Astro City # 18 Feels Bogged-Down with Set-Up

Astro 18 coverAstro City # 3
Written by Kurt Busiek
Art by Brent Eric Anderson
Published by DC/Vertigo Comics

 What happens when a superhero starts to get old? Not Dark Knight Returns old, but just old enough that running around in long underwear on rooftops seems even more inadvisable than usual, and thoughts of “what comes after?” start to creep in. This is the question that Astro City # 18 stets out to grapple with in a multi-issue story starring Quarrel, an Astro City regular enjoying her first time at the forefront of a story. But while Quarrel’s story has a lot of potential, the first installment feels first and foremost like setup for what’s to come later, the foundation on which the story to come can be built, and as such is only a somewhat satisfying read.
Astro 18 interior

The action begins at the retirement party of The Black Rapier, a familiar face in Astro City who’s decided to hang up his sword. With boyfriend and fellow crimefighter Crackerjack in tow, Quarrel then has a tussle with The Chessmen before recounting her origin as a country girl who finds out her father is in reality the supervillain Quarrel. Quarrel’s (that is, the second Quarrel) origin story takes up around half of the issue, the other half being the requisite action scene and some basic set-up for Quarrel and Crackerjack. While it is a perfectly serviceable origin story, at the end of the day there’s nothing really remarkable or new about the storytelling. It’s just another origin story, one that hits all the beats we expect, and feels like it’s only being told as set-up for what’s to come.

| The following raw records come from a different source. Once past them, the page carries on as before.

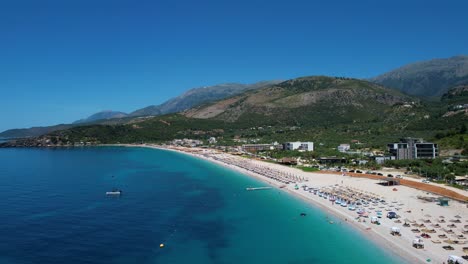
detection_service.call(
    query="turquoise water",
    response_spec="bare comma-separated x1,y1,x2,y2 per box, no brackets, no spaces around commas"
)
0,147,405,263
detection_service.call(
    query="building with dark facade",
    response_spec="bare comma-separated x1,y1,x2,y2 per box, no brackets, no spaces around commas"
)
387,138,438,160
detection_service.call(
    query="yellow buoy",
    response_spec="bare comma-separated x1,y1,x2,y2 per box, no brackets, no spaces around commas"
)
160,243,165,248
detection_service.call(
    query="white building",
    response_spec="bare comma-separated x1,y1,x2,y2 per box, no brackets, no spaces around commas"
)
284,142,314,152
337,144,350,153
375,156,395,164
208,137,217,144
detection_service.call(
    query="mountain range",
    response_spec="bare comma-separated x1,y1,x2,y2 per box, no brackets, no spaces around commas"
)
2,72,466,150
0,81,280,138
1,55,467,139
5,74,465,149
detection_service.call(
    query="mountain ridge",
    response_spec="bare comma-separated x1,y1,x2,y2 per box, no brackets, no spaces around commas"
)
73,110,128,124
370,55,468,97
128,81,282,117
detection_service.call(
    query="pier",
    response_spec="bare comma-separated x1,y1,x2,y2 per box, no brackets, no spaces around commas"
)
246,187,272,191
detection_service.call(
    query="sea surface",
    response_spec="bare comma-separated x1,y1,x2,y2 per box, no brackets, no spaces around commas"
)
0,147,406,264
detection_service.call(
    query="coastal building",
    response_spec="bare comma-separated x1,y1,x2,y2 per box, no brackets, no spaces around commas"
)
242,142,282,153
454,176,468,186
387,138,438,160
208,137,217,144
337,144,350,153
280,157,298,165
318,157,347,164
375,156,395,164
283,142,314,151
171,138,203,147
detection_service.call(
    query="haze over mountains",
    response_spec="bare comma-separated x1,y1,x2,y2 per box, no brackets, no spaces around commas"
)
1,55,467,139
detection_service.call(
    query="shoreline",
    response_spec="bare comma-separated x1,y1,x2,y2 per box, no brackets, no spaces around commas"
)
110,144,467,263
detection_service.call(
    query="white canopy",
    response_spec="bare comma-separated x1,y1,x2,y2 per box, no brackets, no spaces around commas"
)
391,227,400,232
413,238,424,245
448,255,465,263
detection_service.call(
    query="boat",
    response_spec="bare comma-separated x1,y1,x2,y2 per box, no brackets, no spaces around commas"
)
106,189,122,195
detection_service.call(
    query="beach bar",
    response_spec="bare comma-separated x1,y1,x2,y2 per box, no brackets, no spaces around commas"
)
379,177,400,186
439,197,450,206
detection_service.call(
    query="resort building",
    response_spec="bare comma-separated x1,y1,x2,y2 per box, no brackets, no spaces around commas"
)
242,142,282,153
387,138,438,160
171,138,203,147
208,137,217,144
318,157,347,164
375,156,395,164
337,144,350,153
283,142,314,152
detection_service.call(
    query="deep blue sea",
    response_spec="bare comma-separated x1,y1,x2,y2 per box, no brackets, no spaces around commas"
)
0,147,406,264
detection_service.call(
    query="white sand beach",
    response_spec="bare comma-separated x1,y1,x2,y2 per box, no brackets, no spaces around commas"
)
117,144,468,264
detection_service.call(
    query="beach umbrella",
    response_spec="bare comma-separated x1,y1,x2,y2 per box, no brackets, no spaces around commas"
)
455,215,462,219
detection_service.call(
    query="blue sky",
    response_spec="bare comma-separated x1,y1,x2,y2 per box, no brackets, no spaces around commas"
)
1,0,467,132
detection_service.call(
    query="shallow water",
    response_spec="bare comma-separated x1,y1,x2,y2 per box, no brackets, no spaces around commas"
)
0,147,406,263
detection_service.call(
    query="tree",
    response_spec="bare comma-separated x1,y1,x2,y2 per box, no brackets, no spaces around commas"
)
460,123,467,134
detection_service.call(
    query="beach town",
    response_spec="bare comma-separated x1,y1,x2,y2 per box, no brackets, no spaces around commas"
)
122,143,468,264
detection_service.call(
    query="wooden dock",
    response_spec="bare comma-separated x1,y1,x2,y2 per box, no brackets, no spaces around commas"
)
246,187,272,191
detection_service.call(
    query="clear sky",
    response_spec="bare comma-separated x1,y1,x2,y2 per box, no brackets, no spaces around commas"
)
1,0,467,132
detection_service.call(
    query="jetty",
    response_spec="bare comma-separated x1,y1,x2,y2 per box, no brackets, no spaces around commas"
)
246,187,272,191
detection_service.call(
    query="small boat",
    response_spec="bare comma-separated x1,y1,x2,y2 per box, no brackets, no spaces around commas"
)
106,189,122,195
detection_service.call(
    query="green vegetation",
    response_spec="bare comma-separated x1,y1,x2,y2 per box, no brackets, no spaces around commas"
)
296,166,319,172
384,158,468,182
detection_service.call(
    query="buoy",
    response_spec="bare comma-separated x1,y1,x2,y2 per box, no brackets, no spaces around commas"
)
160,243,165,248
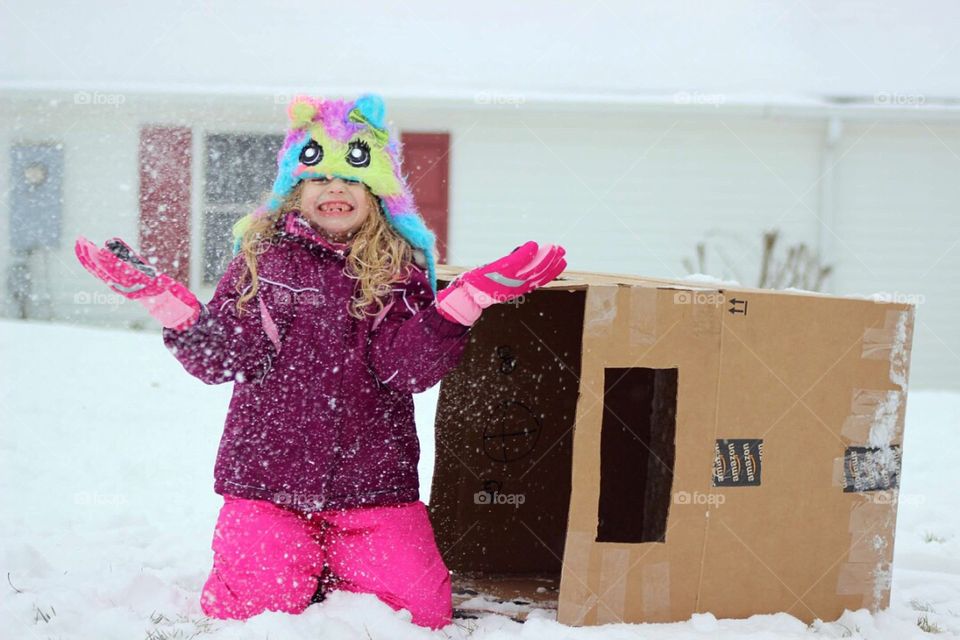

None of which is to say that Astro City # 19 is a bad comic, far from it. But it feels as though we’re only being prepped for the much more interesting comic coming next month, that this is just the entree for a more substantive course that’s on the way, one that isn’t saddled with a workable but only somewhat engaging origin yarn. The look at Quarrel and Crackerjack’s personal lives, their reactions to the changing world of superheroics, all that is interesting stuff, but feels spread too thinly over the issue’s 22 pages. Perhaps if Busiek had condensed the origin half of the book down more, and given more attention to Quarrel’s story in the present, which seems far more interesting, the issue would have fared better. As it is, it’s still a fine comic, but doesn’t satisfy as much as it should.